Phylogenetic relationship of the japonica and indica LTR-RTs was inferred using the rve gene. Multi-sequence alignment was conducted using MAFFT on all 3,613 rve genes. The alignment was then used by RAxML ver. 8.2.10 to conduct 100 bootstrap analyses to search for the best fitting maximum-likelihood tree. Phylogenetic tree was illustrated with iTOL ver. 3 (Letunic and Bork 2016).

Classification of LTR-RT into Specific Families

Annotated LTR-RTs were further classified into specific families using the 242 consensus sequences of LTR-RTs from the RetrOryza database (Chaparro et al. 2007). We used nucleotide blast (blastn) from the blast ver. 2.2.31 suite (Camacho et al. 2009) to search the RetrOryza LTR-RT sequences to each other to remove redundant consensus sequences. We followed the “95-80-98” rule (Flutre et al. 2011): two consensus sequences are considered identical if it covers 98% of its length with at least 80 bp and over 95% identity. Since blast can identify multiple overlapping high scoring pairs (HSPs) between a query and target sequence, identity between the query and target sequence was calculated by averaging the percent identity of all identified HSPs. By this rule, we found dendrobat_osj was rn_561-394, osr19 was rn_219-129, osr20 was rn_89-81, osr22 was rn_453-234, and rn_44-26 was rn_44-393. We then searched our annotated LTR-RTs to the redundancy removed RetrOryza database, and a LTR-RT was identified using the “80-80-80” rule (Wicker et al. 2007): two TEs belong to the same family if they were 80% identical over at least 80 bp and 80% of their length.

LTR-RT Insertion Time Estimation

Insertion time for each LTR-RT was estimated using the approach of SanMiguel et al. (1998). The pair of LTR sequences for each LTR-RT was aligned to each other using the program MAFFT ver. 7.154 b (Katoh and Standley 2013) with the L-INS-i algorithm. DNA divergence between the sequence was estimated with the baseml program from PAML ver. 4.8 (Yang 2007) using the Kimura-2-parameter base substitution model (Kimura 1980). Divergence time (i.e., insertion time) between the pair of LTR sequence was then calculated by dividing the DNA divergence to twice the O. sativa substitution rate 1.3×10-8 (Ma and Bennetzen 2004).

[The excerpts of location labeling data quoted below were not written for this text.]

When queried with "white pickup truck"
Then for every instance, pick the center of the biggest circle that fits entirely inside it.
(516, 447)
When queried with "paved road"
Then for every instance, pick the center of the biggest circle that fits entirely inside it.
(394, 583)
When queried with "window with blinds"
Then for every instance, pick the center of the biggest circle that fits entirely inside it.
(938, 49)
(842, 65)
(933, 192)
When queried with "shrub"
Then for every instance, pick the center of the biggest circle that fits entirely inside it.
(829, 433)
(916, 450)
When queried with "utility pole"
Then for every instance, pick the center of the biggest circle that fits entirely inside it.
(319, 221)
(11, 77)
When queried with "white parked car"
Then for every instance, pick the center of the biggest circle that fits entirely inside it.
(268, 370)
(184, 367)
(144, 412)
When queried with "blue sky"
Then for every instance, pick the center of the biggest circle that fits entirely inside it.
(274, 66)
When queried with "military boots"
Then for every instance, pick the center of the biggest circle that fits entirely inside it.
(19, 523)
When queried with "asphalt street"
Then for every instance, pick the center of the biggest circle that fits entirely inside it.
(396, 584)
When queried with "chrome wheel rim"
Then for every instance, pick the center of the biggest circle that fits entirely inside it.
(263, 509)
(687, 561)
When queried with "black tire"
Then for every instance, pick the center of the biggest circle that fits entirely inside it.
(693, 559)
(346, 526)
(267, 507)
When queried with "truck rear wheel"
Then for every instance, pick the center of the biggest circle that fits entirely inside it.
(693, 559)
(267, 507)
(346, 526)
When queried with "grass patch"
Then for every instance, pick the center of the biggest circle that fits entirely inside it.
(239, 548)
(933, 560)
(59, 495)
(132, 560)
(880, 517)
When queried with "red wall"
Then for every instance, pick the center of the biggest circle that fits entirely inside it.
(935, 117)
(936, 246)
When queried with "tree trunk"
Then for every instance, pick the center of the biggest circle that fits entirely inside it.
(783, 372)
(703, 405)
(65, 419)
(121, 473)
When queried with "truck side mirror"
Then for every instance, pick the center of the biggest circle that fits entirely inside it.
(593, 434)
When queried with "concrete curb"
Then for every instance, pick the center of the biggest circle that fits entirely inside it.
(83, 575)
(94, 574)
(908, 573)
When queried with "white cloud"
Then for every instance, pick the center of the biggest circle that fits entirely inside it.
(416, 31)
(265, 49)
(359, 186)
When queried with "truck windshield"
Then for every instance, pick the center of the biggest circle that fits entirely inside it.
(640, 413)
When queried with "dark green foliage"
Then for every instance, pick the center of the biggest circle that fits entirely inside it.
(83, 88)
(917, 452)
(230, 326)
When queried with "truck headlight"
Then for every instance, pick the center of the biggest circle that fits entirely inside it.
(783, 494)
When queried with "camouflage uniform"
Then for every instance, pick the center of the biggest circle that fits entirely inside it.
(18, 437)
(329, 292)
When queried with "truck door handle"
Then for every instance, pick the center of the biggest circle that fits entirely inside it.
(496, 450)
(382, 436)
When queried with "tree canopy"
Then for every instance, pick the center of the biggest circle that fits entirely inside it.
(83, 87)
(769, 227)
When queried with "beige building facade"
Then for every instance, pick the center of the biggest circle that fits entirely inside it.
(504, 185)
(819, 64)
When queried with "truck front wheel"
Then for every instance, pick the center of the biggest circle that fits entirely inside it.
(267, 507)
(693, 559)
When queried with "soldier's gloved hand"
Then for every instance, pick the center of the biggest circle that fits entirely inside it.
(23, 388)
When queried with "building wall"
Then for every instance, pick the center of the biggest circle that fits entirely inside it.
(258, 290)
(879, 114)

Oryza sativa Recombination Rate Estimation

Recombination rate was estimated using 3267 genetic markers generated from the genetic map study of Rice Genome Project (Harushima et al. 1998; http://rgp.dna.affrc.go.jp/E/publicdata/geneticmap2000/index.html; last accessed November 4, 2017). We mapped the physical location of those genetic markers against the japonica genome using the megablast algorithm from the blast ver. 2.2.31 suite (Camacho et al. 2009). We selected genetic markers with blast results where coverage were >90% (qcovhsp > 90), percent of identical matches that were >90% (pident > 90), and markers that were located in the correct chromosome. Several markers had sequences from both 5′ and 3′ region. Both of them were considered redundant and only one end was used to map its physical position. The middle physical position of each genetic marker was used to represent its physical map position. The genetic (cM) and physical map (bp) of each marker were then loaded onto the MareyMap package (Rezvoy et al. 2007) to estimate the recombination rate (cM/Mb). The genetic versus physical map were plotted for each chromosome and visually inspected to remove anomalous genetic markers, leading to a total of 1381 markers being used (supplementary table 9, Supplementary Material online). For a given physical position of the chromosome, we used the approach of Muyle et al. (2011) to fit a loess function curve to estimate the recombination rate. Any physical position that had a negative recombination rate estimation was assumed to have a recombination rate of zero.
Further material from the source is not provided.